Sept ans de procédure 

Commence dès lors une procédure qui va durer sept ans. Sept longues années durant lesquelles toutefois le sieur Barbier de Kernao, sûr de son fait, ne perd pas son temps. Les travaux de restauration de sa nouvelle propriété sont menés tambour battant. De son côté, la dame Geffroy s'emploie à démontrer que l'acquéreur de Kerguen a extorqué le domaine alors que son fils ne se trouvait pas dans un état normal. Pour preuve elle invoque le témoignage de deux de ses domestiques. Ils ont vu, ce soir-là, le prétendu mendiant venir quérir leur maître pour l'emmener chez Barbier. «Mensonge ! proteste ce dernier. A l'heure dite, les serviteurs en question faisaient la tournée de l'aguilanneuf. Et ils ont passé le reste de la nuit à boire.» Accusé d'abus de faiblesse, il répond d'autre part à Béatrix Geffroy que son fils a signé en connaissance de cause. 

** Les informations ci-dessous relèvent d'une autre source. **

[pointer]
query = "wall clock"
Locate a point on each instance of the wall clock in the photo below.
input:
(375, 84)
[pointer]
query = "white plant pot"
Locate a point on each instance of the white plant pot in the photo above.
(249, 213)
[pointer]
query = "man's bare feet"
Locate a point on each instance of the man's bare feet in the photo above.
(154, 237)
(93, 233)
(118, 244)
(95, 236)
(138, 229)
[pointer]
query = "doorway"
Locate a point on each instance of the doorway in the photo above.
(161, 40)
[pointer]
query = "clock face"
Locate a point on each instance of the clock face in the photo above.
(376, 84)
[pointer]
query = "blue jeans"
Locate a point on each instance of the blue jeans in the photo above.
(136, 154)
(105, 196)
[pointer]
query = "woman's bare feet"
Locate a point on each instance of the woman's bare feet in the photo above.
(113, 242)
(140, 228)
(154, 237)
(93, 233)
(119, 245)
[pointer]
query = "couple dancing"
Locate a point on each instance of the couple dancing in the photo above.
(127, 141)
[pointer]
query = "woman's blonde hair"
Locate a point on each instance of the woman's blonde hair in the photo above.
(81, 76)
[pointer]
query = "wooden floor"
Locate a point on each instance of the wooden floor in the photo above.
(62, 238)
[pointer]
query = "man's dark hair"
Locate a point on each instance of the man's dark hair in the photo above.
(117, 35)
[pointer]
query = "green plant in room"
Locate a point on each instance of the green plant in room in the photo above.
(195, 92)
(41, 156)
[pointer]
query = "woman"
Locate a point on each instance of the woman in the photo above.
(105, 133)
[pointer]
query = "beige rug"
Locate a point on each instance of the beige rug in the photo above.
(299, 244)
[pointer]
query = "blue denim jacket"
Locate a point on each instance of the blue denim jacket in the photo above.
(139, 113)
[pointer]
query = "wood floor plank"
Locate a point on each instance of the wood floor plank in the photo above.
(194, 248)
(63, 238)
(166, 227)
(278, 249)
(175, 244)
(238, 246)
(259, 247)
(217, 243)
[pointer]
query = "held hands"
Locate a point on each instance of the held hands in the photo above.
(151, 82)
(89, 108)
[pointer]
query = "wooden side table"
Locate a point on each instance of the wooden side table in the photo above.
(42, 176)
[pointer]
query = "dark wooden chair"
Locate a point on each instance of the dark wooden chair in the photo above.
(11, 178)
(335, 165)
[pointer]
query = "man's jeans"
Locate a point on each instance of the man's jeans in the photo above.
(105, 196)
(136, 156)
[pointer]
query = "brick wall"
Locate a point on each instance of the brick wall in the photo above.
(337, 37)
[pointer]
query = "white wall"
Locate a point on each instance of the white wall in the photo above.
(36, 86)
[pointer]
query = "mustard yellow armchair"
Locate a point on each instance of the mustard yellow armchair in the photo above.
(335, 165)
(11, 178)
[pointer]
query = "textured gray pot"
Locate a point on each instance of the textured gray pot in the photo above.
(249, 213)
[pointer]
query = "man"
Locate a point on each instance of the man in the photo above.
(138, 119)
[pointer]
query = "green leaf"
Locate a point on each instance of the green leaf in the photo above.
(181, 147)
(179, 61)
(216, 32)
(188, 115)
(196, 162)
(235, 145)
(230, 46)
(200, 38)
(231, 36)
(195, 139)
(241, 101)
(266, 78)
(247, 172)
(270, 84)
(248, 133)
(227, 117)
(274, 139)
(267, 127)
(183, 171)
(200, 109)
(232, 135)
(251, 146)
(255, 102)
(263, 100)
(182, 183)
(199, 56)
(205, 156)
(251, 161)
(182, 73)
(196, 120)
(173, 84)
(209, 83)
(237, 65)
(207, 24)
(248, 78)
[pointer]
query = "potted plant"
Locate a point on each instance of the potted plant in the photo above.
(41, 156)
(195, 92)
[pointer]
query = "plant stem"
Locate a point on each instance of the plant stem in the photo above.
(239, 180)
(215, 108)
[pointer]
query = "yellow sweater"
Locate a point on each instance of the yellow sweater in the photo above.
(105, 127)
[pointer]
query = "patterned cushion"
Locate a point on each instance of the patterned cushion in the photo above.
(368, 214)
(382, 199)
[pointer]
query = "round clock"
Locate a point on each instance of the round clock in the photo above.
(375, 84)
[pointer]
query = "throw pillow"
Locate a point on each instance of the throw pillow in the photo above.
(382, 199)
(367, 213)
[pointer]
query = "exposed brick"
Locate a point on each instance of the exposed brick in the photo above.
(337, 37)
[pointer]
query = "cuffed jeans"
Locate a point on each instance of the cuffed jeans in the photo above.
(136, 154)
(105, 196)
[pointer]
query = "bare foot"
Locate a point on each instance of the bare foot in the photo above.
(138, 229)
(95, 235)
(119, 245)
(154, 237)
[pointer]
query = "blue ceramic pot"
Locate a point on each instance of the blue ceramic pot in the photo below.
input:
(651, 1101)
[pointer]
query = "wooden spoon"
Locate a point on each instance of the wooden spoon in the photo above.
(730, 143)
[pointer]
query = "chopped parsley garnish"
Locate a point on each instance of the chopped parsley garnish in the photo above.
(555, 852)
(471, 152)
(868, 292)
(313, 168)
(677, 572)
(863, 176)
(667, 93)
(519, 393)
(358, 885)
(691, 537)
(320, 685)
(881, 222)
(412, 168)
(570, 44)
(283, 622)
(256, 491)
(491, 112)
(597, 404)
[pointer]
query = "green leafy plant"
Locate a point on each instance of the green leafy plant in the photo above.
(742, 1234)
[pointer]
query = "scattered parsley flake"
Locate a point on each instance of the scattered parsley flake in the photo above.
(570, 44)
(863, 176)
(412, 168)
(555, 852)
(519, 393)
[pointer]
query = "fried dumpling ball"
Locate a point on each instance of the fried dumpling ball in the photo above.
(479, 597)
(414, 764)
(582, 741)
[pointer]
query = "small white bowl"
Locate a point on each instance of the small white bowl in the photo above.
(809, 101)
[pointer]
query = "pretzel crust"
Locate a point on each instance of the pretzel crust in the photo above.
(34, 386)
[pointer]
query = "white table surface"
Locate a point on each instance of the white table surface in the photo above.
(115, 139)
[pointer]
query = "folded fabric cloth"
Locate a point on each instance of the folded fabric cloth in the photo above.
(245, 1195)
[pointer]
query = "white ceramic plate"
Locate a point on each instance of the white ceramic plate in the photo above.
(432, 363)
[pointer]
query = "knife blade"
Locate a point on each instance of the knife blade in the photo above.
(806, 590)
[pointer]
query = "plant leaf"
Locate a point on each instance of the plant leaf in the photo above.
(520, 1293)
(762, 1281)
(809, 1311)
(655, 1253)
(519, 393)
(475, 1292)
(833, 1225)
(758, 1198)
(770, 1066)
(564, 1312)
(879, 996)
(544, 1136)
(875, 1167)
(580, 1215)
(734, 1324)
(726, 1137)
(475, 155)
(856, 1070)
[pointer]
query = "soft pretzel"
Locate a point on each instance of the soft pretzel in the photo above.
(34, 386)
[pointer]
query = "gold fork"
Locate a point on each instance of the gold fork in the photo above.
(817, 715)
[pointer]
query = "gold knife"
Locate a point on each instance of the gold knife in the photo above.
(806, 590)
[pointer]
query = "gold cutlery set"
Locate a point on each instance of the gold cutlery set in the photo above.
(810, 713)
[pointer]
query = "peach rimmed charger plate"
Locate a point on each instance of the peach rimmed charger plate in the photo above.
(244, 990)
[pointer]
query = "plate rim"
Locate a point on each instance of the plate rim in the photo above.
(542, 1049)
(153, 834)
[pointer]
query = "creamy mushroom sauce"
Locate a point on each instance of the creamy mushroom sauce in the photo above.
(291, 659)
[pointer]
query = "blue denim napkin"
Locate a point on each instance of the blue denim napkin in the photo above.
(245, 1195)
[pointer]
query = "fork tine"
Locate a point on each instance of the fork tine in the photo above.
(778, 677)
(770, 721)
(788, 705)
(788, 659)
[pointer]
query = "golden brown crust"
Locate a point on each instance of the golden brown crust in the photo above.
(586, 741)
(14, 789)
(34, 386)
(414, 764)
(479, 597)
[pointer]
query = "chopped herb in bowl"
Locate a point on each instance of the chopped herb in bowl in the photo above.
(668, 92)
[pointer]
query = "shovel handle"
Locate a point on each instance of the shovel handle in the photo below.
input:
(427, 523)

Justice rendue manoir retrouvé... 

A l'appui de ses arguments, ledit Barbier brandit une lettre d'un seigneur de Henvic, parent de Noël, faisant ressortir que d'autres acquéreurs étaient sur les rangs. Déboutée en première instance judiciaire, la demanderesse a finalement obtenu gain de cause en cassation. Le 19 juin 1620, le Parlement de Bretagne casse le contrat de vente et ordonne la restitution du manoir aux anciens propriétaires. Le sieur de Kernao met en cause l'impartialité de l'enquêteur de Quimper, parent de la dame Geffroy. Mais rien n'y fait. La rage au coeur, le lendemain il remet les clés de la demeure à qui de droit.